Due to the amount of information provided, there will be additional articles published throughout the upcoming week in an effort to release it all. Click here for continuous coverage of Coldwater Creek and all the North County Nuclear Contamination.

About the St. Louis Oversight Committee and the Meetings

The St. Louis Oversight Committee hosts semi-annual meetings that allow residents in the area to speak face-to-face with people involved with the cleanup process at areas including in Hazelwood, with Coldwater Creek, as well as at and around Lambert-St. Louis International Airport and in North St. Louis City.

According to the U.S. Army Corps of Engineers website, the St. Louis Oversight Committee hosts public meetings twice a year.

The St. Louis Oversight Committee is an independent group of community leaders consult on the cleanup of the St. Louis FUSRAP Sites. As a consultant, the committee provides comments, recommendations, and constructive criticism for the U.S. Army Corps of Engineers as it remediates contaminated areas.

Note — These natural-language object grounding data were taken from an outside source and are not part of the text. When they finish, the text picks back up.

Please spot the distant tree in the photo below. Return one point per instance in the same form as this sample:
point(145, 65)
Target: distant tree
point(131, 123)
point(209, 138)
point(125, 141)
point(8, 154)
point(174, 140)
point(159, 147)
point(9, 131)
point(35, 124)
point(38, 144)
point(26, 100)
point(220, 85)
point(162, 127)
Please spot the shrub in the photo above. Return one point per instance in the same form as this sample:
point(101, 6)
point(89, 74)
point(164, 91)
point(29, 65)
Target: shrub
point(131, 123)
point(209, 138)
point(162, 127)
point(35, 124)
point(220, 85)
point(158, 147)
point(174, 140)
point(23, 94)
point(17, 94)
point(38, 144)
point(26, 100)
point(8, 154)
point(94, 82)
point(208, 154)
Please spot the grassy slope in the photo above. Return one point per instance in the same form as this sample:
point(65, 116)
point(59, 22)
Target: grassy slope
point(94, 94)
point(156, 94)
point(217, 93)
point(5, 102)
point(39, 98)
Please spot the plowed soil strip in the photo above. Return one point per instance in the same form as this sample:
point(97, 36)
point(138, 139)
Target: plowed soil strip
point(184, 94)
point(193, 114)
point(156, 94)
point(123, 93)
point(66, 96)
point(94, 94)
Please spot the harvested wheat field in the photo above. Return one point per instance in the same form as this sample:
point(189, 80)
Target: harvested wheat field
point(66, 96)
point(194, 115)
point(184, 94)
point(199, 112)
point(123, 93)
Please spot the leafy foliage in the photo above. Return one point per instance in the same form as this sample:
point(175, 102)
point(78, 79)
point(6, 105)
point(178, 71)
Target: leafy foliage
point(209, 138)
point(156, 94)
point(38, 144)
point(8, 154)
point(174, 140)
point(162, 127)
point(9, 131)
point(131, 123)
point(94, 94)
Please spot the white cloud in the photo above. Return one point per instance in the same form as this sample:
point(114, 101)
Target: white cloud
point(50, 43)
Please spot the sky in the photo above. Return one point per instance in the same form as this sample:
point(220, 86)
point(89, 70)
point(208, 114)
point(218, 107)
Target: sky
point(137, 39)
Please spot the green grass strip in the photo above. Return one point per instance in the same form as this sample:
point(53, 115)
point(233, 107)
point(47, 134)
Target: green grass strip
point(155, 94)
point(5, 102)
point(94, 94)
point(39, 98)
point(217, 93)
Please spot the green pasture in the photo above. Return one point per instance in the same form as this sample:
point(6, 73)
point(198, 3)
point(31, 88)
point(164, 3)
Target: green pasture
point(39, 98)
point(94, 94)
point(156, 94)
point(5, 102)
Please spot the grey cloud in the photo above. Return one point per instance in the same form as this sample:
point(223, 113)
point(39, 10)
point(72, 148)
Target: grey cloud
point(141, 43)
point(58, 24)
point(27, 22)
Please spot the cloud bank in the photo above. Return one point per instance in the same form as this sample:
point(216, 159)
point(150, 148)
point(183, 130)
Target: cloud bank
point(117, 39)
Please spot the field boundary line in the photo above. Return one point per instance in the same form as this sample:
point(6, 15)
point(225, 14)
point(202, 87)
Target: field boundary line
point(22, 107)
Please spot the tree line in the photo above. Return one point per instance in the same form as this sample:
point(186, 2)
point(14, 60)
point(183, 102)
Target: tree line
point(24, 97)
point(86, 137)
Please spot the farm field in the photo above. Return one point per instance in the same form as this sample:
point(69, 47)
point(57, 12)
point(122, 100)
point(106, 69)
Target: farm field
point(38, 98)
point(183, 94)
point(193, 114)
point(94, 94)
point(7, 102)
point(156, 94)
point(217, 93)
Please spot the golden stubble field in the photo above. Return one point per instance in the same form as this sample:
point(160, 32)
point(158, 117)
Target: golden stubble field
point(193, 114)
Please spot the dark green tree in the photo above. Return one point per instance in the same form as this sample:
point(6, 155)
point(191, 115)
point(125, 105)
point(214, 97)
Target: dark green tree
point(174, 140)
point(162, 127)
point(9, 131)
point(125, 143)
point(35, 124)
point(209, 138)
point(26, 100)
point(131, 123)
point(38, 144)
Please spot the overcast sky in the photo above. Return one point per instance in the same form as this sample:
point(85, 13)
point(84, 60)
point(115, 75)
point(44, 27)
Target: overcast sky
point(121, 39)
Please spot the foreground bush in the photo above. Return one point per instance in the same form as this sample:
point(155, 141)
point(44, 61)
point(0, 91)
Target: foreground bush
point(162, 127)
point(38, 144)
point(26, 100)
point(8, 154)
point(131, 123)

What is the contamination?

The Formerly Utilized Sites Remedial Action Program (FUSRAP) began in 1974 to identify, investigate and clean up or control sites through the United States that had became contaminated from the nation’s early atomic weapons and energy programs during the 1940s, 1950s and 1960s. Activities were performed by the Manhattan Engineer District (The Manhattan Project), or under the Atomic Energy Commission, prior to the Department of Energy being formed.

As a part of these projects, the U.S. government contracted the Mallinckrodt Chemical Company to use its downtown facility to extract uranium from ore so it could be sent to other facilities. The extracted uranium was then sent to other facilities for enrichment. This occurred from 1942-1957. The program covers multiple sites in the St. Louis area both in St. Louis County and in St. Louis City.

The St. Louis Downtown Site, (SLDS) is the source of the radioactive material. This location is where Mallinckrodt processed uranium for the U.S. government nuclear weapons complex. It was a 45-acre active chemical manufacturing facility located just 300 feet west of the Mississippi River.

The nuclear weapons' waste materials were stockpiled at several sites in North St. Louis County including at Lambert-St. Louis International Airport. This site became known as the St. Louis Airport Site (SLAPS).

In the 1960s and 1970s, some of the waste material was sold to a private company, which transported the material to another location north of the SLAPS, and on Latty Avenue in the City of Hazelwood. This site became known as the Hazelwood Interim Storage Site (HISS).

Together, the North County FUSRAP site consists of the SLAPS, HISS and 78 vicinity properties known as SLAPS VPs. The U.S. Department of Energy was responsible for the remediation of the FUSRAP sites from the late 1970s until 1998. At that time the U.S. Army Corps of Engineers (USACE) became the lead on the project.

Parts of Coldwater Creek are also a SLAPS Vicinity property. The creek has been affected by runoff from the FUSRAP sites. Coldwater Creek passes through several north St. Louis County communities including Florissant, Hazelwood, Black Jack and Spanish Lake. It was contaminated with uranium, thorium and radium.